Research Data Task Force: a Report on Data Curation at Yale

The Research Data Task Force, sponsored by ODAI, has released its Final Report (linked below) on data related processes of Yale Faculty. The report covers perceived gaps in technology (hardware, software, and network), services, and policies that support the research enterprise throughout the data life cycle. It is based on information gathered from direct interviews with faculty across the university. 

"From telescope images to gene sequences, Yale researchers produce tens of thousands of gigabytes of digital data each year that can further research if properly managed, shared, and preserved — or it can vanish into cyberspace if neglected, Office of Digital Assets and Infrastructure Director Meg Bellinger said." (Yale Daily News, 4/13/2010)

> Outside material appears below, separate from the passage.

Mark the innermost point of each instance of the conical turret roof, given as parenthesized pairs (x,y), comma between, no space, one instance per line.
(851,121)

Researchers are challenged by the demands of "data curation" -- storing and managing research data throughout the digital life cycle, of producing data management and sharing plans, of describing their data in ways that make them identifiable and usable, and of determining best formats and options for storing and sharing data securely over long periods of time.  Loss of data, unmet mandates from funding agencies to preserve data, and difficulties in securely sharing data with collaborators are challenges faced across multiple academic disciplines.

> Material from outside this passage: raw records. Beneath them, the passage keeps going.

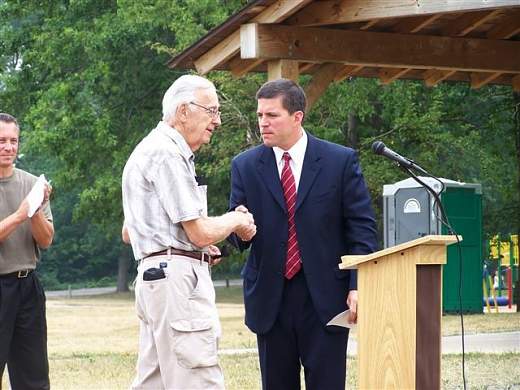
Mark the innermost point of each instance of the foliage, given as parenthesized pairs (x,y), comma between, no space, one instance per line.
(86,79)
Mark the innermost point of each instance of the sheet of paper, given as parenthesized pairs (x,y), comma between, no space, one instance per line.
(341,320)
(35,197)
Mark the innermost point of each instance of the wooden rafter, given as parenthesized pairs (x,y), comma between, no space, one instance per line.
(320,81)
(387,75)
(434,76)
(230,46)
(414,25)
(507,28)
(459,28)
(287,69)
(480,79)
(379,49)
(348,71)
(241,67)
(516,83)
(469,22)
(410,25)
(348,11)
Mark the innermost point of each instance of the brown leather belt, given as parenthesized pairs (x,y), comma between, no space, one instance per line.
(193,254)
(18,274)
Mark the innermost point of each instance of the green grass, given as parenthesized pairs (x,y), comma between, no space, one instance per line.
(93,345)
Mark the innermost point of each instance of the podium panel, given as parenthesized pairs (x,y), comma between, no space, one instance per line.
(399,314)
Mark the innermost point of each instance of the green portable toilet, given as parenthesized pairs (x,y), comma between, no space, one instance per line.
(409,214)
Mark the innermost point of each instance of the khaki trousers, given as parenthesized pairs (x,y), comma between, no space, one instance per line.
(179,327)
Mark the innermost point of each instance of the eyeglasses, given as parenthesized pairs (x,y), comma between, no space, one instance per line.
(214,112)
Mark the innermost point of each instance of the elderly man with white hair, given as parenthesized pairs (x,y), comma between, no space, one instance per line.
(172,237)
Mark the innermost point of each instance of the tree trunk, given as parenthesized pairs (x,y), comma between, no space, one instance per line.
(351,131)
(122,272)
(516,100)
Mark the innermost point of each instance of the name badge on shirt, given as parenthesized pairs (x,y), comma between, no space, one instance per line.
(201,180)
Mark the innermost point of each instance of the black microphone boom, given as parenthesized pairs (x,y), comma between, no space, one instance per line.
(380,148)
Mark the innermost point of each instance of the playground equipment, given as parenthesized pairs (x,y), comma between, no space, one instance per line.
(503,267)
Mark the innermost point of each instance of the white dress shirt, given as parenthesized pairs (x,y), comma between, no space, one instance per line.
(297,153)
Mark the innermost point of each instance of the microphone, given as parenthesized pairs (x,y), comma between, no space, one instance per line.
(380,148)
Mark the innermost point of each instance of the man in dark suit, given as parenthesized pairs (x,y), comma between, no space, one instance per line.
(311,206)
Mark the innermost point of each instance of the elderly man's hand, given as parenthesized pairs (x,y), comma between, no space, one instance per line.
(352,304)
(248,231)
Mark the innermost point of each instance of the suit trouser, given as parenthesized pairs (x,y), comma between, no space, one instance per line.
(23,332)
(179,326)
(298,338)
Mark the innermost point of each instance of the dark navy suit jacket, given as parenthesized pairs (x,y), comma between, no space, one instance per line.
(333,217)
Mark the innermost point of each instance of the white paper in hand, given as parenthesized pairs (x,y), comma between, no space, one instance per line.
(35,197)
(342,320)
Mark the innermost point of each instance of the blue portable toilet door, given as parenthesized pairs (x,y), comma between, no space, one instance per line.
(412,214)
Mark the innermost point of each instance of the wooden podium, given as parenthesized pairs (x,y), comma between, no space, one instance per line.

In order to understand the current state, breadth, and diversity of technologies used in research, interviews were conducted with 34 faculty drawn from a range of departments and professional schools. Of the thirty-four interviews, ten were in the social sciences, twenty-one in the sciences, and three in the humanities.

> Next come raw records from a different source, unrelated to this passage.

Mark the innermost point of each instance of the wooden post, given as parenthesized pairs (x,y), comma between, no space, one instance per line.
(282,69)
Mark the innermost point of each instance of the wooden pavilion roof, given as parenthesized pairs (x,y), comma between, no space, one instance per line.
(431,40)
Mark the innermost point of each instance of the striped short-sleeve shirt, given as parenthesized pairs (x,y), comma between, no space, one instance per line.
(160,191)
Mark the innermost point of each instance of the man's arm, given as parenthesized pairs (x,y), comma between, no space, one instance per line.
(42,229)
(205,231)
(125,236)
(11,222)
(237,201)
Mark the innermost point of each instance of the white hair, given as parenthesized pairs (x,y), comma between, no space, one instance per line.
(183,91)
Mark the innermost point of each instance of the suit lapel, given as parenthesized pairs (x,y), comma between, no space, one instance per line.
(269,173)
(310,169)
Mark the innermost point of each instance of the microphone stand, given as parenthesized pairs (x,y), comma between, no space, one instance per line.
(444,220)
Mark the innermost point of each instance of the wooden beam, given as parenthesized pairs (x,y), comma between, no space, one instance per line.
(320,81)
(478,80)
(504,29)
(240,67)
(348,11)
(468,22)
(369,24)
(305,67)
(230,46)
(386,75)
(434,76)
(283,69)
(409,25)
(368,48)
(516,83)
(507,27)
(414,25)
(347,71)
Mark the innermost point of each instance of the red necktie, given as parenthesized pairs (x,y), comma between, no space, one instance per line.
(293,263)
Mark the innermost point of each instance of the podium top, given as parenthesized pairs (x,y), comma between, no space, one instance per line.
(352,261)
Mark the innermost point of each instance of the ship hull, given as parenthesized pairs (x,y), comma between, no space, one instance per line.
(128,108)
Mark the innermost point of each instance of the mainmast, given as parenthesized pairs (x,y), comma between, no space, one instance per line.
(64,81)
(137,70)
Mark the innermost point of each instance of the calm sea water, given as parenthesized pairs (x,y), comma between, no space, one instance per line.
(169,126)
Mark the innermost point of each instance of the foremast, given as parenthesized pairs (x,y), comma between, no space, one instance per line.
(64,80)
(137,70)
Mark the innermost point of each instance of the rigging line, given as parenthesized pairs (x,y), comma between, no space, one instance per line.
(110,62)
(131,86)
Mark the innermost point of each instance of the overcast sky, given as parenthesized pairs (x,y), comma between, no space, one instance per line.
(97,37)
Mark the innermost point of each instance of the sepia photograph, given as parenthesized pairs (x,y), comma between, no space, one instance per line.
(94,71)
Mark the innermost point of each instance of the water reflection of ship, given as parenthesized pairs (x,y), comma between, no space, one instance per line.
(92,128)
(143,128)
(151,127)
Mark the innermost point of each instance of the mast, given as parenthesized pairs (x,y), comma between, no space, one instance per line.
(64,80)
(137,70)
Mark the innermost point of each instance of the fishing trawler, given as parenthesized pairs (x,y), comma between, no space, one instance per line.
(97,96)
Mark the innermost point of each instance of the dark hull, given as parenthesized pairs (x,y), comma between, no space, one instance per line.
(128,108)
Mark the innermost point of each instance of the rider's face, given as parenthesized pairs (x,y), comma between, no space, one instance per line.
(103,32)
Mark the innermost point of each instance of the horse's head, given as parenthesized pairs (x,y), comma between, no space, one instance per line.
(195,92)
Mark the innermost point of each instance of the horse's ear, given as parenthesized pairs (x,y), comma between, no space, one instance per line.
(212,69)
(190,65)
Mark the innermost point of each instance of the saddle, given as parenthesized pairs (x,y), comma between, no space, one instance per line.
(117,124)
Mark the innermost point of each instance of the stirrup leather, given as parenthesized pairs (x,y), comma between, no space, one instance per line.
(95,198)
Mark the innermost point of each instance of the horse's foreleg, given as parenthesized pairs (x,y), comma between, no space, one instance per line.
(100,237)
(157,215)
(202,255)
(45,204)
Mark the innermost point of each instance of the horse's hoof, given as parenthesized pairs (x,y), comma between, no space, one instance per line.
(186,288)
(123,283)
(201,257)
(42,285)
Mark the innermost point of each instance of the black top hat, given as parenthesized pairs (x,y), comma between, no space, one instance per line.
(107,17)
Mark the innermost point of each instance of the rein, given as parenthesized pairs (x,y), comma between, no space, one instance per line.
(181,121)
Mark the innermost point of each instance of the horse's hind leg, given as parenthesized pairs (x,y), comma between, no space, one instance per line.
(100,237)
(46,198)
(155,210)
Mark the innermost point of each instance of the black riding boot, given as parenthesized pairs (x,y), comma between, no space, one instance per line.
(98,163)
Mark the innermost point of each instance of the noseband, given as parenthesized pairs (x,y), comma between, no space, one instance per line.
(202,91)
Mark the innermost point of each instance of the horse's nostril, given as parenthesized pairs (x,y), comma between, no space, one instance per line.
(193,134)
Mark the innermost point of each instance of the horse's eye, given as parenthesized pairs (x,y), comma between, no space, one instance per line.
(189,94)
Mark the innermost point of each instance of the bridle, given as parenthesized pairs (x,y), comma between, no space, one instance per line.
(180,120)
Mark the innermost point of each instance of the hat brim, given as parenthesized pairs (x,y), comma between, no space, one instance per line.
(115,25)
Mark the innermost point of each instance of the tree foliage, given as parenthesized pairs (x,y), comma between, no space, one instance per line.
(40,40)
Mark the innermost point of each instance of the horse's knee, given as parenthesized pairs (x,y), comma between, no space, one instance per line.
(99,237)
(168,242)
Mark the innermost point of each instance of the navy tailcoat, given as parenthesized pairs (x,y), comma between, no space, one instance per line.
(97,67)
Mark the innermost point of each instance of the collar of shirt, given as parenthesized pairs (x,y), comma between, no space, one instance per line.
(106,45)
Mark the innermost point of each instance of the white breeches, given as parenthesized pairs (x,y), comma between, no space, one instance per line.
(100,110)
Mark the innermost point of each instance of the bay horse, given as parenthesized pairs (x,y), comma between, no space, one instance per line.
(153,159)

Five specific aspects of the life cycle of research data were addressed in the interviews:

1.    Data sharing: What mechanisms are in place to allow data sharing within the research group, within the institution, and with others outside the institution?
2.    Data management: How do researchers collect and manage collections of data during the research life cycle?
3.    Long term persistent access and preservation: What are the life span of research data and what policies and/or strategies are in place to access and preserve data not currently in use?
4.    Data ownership: What policies and practices are in place either locally or institutionally regarding propriety of data?
5.    Technical infrastructure: What is the current state of existing facilities and how do these impact faculty research?

The over-riding messages taken from these interviews are clear. It is critical that the University develop strategies to address the complex issues surrounding the research data life cycle and the stewardship of research outputs.  As the volume of data produced, stored, shared, and repurposed over time increases exponentially and the costs of managing, documenting, and preserving those outputs increases in parallel, the University needs to understand and evaluate the incentives, costs, and mandates behind digital stewardship. 

This report proposes a set of strategic recommendations to move forward in efforts to meet requirements and fill gaps identified through the interviews. Next steps will be to vet these recommendations and move toward developing, with ODAI partners, the business cases and pursue resource allocations.